I woke at 4am, tried to pull my weighted eye-patches back on but the thoughts wouldn’t stop. I pulled my headphones out to listen to some calming Indian mantras, but the thoughts wouldn’t stop. So I pulled out my phone and started scrolling, my eyes were sore, stinging, my brain tired, but I couldn’t sleep.
The next day, same thing. This time, I woke up and made a cup of tea. Next day, same again. And so it went, sometimes for weeks on end. The higher my stress levels, the more sleep I needed, yet this insomniatic habit I got into, wouldn’t stop.
I used to have stress in my role in advertising as the responsibilities were high. Managing teams, CEO expectations, KPIs, sales targets, politics, client meetings, all came with stress but I never suffered from lack of sleep nor would I bring it home, like I started to do when I opened my own business.
With my own business, there is always more to do. There are always bills to pay and even if they aren’t technically late, they are sitting in my inbox waiting for me and sitting on my shoulders like a weight. There are always more ideas I want to activate and the impatient person I am, I want to do it now. There are emails to schedule, people to collaborate with, businesses to reach out to and a business to grow.
I know that workload is the same the world over and exists in every job, but the way I dealt with it and still deal with it, is the problem. It needs work. I needed to find a way to stem the stress, manage the wakings and mounting anxiety that was coming to boiling point.
In the very lonely world of the entrepreneur, I turned to social media and my phone to wind-down and switch off. I know the stats and articles on-end tell me it’s an unhealthy habit. Arianna Huffington talks at length about it, but I turn a blind eye. I don’t want to listen because I feel belonging in my screen of tiny, pretty squares.
Perhaps it’s the need for approval and someone to tell me ‘well done’ that comes in the shape of a like on Facebook or Instagram. To switch on the phone and see 22 likes and 3 new followers makes me feel good. But this feeling is shallow and I know holds very little substance in the real world. Yet it feels good, so I continue.
In an attempt to really slow the treadmill and to follow a long-time dream, my husband and I decided 2017 was the year to pack it up and pack it in for while, and to travel to France to live. We’d talked about it for a long time, dreamt of our kids learning another language, slowing the pace, the stress, living with less and doing less. We both knew life wasn’t about constant stress and could be different, slower, more mindful and intentional.
So we now find ourselves in the South-west of France doing exactly that. We arrived almost 1 month ago and are easing into slower living. I have never not worked and work for me makes me feel fulfilled, so it’s actually hard doing nothing. I don’t ‘do’ nothing well but I’m trying.

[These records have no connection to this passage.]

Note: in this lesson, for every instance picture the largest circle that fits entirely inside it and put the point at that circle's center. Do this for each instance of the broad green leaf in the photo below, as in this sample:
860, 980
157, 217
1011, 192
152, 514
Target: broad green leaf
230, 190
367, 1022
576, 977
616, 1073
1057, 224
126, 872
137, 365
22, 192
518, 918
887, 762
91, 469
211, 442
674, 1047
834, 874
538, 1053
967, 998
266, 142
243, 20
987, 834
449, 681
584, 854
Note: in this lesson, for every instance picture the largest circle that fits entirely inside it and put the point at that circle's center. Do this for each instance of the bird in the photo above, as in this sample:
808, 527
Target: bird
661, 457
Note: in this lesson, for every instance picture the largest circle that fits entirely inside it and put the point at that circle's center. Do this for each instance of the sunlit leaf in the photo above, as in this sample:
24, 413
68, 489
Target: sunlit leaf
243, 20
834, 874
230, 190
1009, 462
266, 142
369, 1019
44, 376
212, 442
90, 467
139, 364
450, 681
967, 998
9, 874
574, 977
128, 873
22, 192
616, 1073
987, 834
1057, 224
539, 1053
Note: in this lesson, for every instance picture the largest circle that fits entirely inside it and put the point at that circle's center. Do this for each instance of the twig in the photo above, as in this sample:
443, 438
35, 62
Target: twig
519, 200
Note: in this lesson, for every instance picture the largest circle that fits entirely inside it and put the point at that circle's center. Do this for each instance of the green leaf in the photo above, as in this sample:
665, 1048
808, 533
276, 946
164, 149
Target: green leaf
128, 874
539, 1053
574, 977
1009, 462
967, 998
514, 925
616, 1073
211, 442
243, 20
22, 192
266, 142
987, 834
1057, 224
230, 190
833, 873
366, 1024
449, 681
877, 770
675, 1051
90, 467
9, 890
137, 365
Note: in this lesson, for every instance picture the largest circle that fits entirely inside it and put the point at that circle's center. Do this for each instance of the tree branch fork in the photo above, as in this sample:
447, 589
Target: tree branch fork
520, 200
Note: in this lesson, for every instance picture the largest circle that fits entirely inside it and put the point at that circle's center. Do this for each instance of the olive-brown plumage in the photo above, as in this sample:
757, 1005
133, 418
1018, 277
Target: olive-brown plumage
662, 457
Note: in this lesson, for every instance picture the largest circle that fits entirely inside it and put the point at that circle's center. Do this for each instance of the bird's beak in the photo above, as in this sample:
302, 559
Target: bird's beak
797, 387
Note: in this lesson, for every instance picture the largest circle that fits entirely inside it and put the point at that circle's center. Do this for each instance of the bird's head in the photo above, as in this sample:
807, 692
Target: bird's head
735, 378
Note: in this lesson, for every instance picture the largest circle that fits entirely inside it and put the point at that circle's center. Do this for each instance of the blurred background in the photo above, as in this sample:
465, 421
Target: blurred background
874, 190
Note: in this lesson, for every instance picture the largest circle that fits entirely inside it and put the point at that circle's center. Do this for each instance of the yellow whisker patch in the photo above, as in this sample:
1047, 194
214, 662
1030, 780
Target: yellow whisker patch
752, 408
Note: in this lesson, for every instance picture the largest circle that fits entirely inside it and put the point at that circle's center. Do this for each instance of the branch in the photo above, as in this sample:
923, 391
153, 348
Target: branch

It sounds ludicrous but I have to force myself to just sit and relax, not pick up the phone, tap on my computer, film my kids at every move.
Amidst the slow-living training and practice every day, I do feel a little lost. My business is on pause, in limbo, only kept active with my social media posts, my writing and my monthly emails to our subscribers. I yearn for new creative ideas but know that they won’t come until I truly give in and let my body & brain rest and then I will find them.
So I sit here in my chair in the backyard, with the sweet smells and sounds of birds, practicing my form of meditation. Relaxation. Doing nothing. Just being. I love that right now there are no emails waiting for me. No bills sitting in my inbox. No texts I have to respond to. Just 3 little people who demand and deserve my time. This conscious decision to slow down, treat ourselves well and soak up life around us will undoubtedly reap its benefits. Like a fine French wine, it’s just going to take some time.